Un fenomeno strettamente connesso al ritiro sociale (il 28,7% dei dirigenti scolastici ha riferito che almeno uno studente è stato coinvolto nel fenomeno dell’isolamento sociale) e anche al consumo di sostanze illegali. Una tossicodipendenza “domestica“, in solitudine, e quindi più difficile da intercettare. Per questo realtà nate negli anni del boom dell’eroina, come la storica rete di comunità di recupero Dianova Italia, si stanno specializzando anche nella cura delle nuove dipendenze. Una tappa nel percorso è l’apertura a Milano, in via Pietro Calvi 29, del nuovo Centro Diametro, un servizio ambulatoriale gratuito dedicato alle persone con problemi di dipendenza, comportamentale o da sostanze, e alle loro famiglie. Gli operatori si preparano ad accogliere, per un primo incontro necessario per valutare il percorso più idoneo, anche persone vittime delle nuove schiavitù. "La dipendenze stanno cambiando - spiega Indira Pastoris, educatrice e responsabile del Centro Diametro – e su questo c’è ancora troppa poca consapevolezza.Il fenomeno che stiamo vivendo in questi anni è quello della polidipendenza, con più problemi che si intersecano. Ad esempio il consumo di cocaina e il gioco d’azzardo, la dipendenza da internet e lo shopping compulsivo online. Per questo è fondamentale che il primo approccio sia il più efficace e rapido possibile".

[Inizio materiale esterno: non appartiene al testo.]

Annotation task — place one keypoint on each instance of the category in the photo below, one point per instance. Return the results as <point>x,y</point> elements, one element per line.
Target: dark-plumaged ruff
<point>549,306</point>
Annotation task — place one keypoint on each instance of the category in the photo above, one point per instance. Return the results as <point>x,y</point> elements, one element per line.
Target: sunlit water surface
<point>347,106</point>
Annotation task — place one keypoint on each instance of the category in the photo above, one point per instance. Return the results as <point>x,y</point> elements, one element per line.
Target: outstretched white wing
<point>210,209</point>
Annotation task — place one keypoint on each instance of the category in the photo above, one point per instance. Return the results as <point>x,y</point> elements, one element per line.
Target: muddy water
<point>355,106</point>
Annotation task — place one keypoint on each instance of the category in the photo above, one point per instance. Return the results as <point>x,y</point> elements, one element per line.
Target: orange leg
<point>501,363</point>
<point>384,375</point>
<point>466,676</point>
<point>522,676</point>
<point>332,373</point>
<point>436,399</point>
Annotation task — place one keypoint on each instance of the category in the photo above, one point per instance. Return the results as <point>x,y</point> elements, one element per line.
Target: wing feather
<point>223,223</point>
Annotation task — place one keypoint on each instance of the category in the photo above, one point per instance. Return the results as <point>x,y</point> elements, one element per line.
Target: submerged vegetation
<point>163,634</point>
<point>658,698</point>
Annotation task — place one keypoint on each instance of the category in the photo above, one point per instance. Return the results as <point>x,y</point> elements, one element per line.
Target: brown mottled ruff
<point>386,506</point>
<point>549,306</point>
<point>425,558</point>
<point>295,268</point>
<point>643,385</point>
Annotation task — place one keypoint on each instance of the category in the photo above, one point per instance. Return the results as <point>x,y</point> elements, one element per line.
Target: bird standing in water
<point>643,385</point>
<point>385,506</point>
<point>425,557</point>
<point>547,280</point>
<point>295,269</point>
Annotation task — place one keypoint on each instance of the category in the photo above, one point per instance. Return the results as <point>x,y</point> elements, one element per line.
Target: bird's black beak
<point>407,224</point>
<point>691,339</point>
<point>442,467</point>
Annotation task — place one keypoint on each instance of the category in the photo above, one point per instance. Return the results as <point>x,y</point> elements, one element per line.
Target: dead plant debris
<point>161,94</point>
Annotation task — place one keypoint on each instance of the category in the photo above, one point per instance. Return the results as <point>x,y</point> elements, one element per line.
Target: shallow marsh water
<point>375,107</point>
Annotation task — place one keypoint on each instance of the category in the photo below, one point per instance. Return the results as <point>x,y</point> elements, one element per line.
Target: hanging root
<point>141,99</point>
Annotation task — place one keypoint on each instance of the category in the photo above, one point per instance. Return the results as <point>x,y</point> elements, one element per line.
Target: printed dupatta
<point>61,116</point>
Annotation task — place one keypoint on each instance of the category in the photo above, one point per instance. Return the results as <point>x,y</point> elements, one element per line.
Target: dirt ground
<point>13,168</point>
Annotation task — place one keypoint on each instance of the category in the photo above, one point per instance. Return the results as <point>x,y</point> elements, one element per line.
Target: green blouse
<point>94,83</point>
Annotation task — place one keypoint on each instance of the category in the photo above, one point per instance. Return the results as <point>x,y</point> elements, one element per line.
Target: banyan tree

Basta poco per varcare il confine fra un uso problematico del telefono cellulare e una dipendenza. "È una questione di tempo trascorso davanti allo schermo ma anche di modalità di utilizzo", spiega Renato Pocaterra, direttore generale di Dianova. "Noi ci occupiamo di tossicodipendenza da quarant’anni – prosegue – e ora la sfida da affrontare è legata anche alle nuove dipendenze, visto che i numeri sono inquietanti. Si può sviluppare una dipendenza da telefono cellulare anche sotto i tre anni di vita, con danni enormi perché le sinapsi si appiattiscono e rischia di compromettersi lo sviluppo del cervello. Siamo ancora in tempo per cambiare rotta, l’Italia non è ancora ai livelli della Cina o di altri Paesi asiatici, dove i problemi legati all’uso di internet o al ritiro sociale sono esplosi. Noi ogni anno riceviamo circa duemila telefonate da tutta Italia – prosegue – e bisogna cercare di dare una risposta adeguata, con uno studio costante delle dinamiche in una società in continua evoluzione".

Per questo anche la formazione degli educatori è continua e, quando gli utenti sono giovanissimi, è fondamentale costruire un rapporto con le famiglie. "Un problema di dipendenza irrisolto si trascina anche quando una persona entra nel mondo del lavoro – sottolinea Pocaterra – e le aziende sono impreparate per affrontare questi casi. Con alcune stiamo collaborando, anche nell’ipotesi di inserire interventi di recupero nel pacchetto di welfare aziendale, garantendo ovviamente la massima riservatezza alle persone coinvolte".